Ciao, guarda cosa ho trovato…
La legge è stata voluta da Rutelli e porta il suo nome: in parole povere,è dal 1992 che ogni comune deve piantare un albero alla nascita di una nuova vita. Per ogni bambino che nasce ci sarebbe un albero a fargli compagnia. Bellissima iniziativa, peccato che sembra che non sia stata recepita assolutamente,è anzi talmente sconosciuta che invito chiunque ne sia a conoscenza di divulgarla.
“Nel 1992 il deputato verde, Francesco Rutelli, fece approvare una legge, 113/92, per la quale doveva essere piantato un albero a ogni bambino nato e nel certificato di nascita doveva essere riportato il luogo della piantumazione. Ebbene quella legge, applicata in piccoli Comuni d’Italia, non fu mai rispettata a Roma governata per ben 7 anni dallo stesso Rutelli. All’ufficio nascite dell’Anagrafe hanno confermato che la legge a Roma non è stata mai applicata e neanche un albero è stato piantato con la nascita di nuovi cittadini.”
Cara babette, ottima segnalazione e validissima domanda! ora mi muovo anch’io per capire e nel caso fare causa al Comune:). Informiamoci!
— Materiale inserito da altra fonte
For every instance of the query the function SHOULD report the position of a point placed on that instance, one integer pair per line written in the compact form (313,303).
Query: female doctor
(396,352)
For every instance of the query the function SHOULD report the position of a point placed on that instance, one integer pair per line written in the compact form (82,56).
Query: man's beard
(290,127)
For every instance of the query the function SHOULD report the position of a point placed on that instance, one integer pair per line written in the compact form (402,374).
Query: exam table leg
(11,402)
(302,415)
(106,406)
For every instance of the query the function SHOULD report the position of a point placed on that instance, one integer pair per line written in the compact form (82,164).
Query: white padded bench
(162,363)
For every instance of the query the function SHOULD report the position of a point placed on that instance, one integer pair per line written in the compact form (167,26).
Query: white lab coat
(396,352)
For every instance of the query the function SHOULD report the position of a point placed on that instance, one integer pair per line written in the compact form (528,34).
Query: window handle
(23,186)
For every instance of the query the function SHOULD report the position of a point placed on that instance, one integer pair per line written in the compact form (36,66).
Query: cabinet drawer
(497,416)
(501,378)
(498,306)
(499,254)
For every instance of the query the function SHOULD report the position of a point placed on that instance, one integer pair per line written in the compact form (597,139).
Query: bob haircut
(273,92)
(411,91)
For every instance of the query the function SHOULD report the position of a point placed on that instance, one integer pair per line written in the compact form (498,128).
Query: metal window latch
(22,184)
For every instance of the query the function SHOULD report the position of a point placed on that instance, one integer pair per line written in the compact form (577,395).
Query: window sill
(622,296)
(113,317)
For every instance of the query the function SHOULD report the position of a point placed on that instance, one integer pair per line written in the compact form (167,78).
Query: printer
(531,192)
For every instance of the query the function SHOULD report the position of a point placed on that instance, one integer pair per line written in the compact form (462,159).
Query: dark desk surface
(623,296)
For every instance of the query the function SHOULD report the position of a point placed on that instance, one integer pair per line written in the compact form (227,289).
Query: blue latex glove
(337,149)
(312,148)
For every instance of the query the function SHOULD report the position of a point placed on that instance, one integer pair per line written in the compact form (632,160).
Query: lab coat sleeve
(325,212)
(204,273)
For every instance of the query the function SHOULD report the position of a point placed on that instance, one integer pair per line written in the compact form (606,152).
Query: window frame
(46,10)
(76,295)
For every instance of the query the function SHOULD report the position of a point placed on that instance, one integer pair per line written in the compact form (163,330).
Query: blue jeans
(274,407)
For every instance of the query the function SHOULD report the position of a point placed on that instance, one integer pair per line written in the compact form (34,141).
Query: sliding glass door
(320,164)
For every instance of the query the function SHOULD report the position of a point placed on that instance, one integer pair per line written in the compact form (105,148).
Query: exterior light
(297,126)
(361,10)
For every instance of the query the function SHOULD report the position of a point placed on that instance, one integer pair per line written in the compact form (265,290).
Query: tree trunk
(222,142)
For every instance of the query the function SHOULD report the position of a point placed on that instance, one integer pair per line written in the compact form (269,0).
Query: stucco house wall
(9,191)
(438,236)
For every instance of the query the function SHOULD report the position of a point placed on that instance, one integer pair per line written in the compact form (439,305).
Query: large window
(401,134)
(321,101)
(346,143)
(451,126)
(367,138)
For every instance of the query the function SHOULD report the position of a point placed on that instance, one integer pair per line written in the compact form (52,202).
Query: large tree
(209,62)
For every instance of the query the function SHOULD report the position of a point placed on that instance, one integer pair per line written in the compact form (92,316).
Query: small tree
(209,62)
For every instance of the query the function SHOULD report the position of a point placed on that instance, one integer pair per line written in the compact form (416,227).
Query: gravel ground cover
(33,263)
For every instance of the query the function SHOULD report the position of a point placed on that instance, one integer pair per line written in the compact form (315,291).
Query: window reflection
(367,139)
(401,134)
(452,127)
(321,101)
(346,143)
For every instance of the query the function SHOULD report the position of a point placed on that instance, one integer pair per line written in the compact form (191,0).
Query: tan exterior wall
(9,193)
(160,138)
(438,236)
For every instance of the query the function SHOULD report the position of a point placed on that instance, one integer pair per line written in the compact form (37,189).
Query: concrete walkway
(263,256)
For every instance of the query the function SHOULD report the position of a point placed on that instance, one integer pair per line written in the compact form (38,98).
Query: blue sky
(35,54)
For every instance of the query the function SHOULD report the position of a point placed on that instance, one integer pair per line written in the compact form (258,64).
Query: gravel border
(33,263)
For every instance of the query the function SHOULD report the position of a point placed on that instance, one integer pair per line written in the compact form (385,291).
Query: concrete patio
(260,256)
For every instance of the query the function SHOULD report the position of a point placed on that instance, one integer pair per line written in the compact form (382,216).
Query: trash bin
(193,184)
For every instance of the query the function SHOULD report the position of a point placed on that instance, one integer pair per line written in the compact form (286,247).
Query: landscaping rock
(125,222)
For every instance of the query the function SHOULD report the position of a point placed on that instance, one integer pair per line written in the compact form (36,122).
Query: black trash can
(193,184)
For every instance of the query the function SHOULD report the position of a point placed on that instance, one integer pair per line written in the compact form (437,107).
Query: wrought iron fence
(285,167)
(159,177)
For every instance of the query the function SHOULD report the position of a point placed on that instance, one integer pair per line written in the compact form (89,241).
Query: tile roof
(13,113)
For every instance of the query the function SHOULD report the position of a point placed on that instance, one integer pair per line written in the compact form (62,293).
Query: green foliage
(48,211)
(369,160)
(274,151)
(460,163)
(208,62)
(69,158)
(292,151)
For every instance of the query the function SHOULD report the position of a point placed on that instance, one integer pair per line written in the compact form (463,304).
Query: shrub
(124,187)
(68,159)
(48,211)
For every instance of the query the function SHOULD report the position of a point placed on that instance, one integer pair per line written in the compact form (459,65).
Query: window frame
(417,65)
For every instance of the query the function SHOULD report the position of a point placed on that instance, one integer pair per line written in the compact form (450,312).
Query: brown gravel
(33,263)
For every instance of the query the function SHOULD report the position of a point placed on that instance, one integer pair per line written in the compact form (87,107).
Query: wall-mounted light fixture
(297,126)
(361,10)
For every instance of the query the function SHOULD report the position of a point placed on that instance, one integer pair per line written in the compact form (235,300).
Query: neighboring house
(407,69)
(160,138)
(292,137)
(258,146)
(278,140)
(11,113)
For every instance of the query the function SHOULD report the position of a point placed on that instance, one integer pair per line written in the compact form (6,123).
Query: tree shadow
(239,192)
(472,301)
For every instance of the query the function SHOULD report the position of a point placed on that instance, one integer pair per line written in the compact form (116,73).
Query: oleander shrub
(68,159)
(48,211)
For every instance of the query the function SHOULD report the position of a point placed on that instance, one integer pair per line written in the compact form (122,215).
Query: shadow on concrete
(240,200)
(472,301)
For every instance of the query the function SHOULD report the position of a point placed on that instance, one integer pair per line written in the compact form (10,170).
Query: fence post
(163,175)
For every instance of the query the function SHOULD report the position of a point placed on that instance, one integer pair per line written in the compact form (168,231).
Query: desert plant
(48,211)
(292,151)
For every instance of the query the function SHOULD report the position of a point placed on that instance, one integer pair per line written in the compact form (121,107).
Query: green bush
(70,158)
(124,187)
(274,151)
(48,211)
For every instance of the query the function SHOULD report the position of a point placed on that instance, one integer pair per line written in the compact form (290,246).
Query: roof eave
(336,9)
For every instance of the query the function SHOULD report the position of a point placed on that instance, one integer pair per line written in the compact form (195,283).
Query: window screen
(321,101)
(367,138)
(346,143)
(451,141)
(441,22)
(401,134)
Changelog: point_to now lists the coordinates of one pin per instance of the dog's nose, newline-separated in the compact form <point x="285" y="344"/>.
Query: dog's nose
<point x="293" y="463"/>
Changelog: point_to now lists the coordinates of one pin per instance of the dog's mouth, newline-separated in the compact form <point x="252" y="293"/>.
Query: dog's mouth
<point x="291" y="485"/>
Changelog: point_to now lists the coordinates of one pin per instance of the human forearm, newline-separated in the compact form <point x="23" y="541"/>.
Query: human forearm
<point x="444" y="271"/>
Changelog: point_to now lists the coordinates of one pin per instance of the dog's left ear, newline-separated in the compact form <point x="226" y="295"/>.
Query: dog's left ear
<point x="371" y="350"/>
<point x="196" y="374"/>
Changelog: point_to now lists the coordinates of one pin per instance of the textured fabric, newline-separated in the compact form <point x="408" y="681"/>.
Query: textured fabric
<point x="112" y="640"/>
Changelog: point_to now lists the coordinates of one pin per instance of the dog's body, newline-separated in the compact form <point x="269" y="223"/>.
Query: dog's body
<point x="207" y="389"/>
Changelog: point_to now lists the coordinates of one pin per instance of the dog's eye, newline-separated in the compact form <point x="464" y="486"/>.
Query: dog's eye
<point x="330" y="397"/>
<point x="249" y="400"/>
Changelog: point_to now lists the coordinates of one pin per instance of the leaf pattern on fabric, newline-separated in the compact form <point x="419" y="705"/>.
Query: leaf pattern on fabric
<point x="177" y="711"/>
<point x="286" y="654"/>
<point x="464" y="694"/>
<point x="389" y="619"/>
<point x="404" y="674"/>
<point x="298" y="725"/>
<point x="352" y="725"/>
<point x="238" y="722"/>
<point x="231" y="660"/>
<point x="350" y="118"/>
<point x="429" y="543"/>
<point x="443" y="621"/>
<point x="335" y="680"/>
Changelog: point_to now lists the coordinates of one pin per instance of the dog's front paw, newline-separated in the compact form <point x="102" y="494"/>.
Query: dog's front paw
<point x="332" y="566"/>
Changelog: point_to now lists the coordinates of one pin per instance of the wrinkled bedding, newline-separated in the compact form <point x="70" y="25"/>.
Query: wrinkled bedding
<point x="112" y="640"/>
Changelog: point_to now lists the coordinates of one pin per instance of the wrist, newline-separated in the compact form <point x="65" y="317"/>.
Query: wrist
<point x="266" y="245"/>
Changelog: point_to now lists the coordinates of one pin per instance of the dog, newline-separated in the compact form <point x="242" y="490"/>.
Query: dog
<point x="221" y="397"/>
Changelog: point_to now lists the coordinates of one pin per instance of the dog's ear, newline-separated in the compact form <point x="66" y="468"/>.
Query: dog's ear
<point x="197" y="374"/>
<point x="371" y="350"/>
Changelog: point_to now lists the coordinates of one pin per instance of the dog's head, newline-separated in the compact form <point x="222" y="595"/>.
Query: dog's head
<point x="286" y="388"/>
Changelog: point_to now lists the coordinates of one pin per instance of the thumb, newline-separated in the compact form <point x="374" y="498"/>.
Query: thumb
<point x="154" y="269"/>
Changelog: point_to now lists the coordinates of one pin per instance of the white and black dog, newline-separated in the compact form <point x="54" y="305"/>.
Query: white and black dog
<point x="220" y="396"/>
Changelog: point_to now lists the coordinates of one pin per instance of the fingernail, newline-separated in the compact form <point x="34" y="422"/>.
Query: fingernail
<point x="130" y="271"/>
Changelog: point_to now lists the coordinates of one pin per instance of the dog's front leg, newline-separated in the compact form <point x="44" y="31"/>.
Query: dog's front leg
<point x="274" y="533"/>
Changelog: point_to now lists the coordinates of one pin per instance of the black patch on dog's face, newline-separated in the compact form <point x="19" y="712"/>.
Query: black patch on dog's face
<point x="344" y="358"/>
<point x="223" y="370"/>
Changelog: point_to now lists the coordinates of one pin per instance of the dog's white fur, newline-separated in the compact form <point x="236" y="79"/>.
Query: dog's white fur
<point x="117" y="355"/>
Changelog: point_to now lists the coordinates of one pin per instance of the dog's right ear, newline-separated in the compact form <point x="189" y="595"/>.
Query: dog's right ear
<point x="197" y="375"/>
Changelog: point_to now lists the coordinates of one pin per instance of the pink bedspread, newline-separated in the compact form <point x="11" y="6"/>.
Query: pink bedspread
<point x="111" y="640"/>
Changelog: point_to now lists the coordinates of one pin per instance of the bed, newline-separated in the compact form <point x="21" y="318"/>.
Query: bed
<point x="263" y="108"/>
Qualcuno ne ha saputo più qualcosa?
SE RUTELLI anzichè pensare agli alberi pensava a qualcosa di più concreto…. sinceramente, con tutti i problemi che ci sono, andare a rompere ad un comune per gli alberi mi sembra fuori luogo. Se invece hanno buttato dei soldi per questa cosa bisogna stra rompere, soprattutto se sono stati stanziati dei soldi per questo e sono stati rubati da qualcuno.
anche io penso sia una bellissima iniziativa, ma in questo periodo critico mi sembra proprio superflua!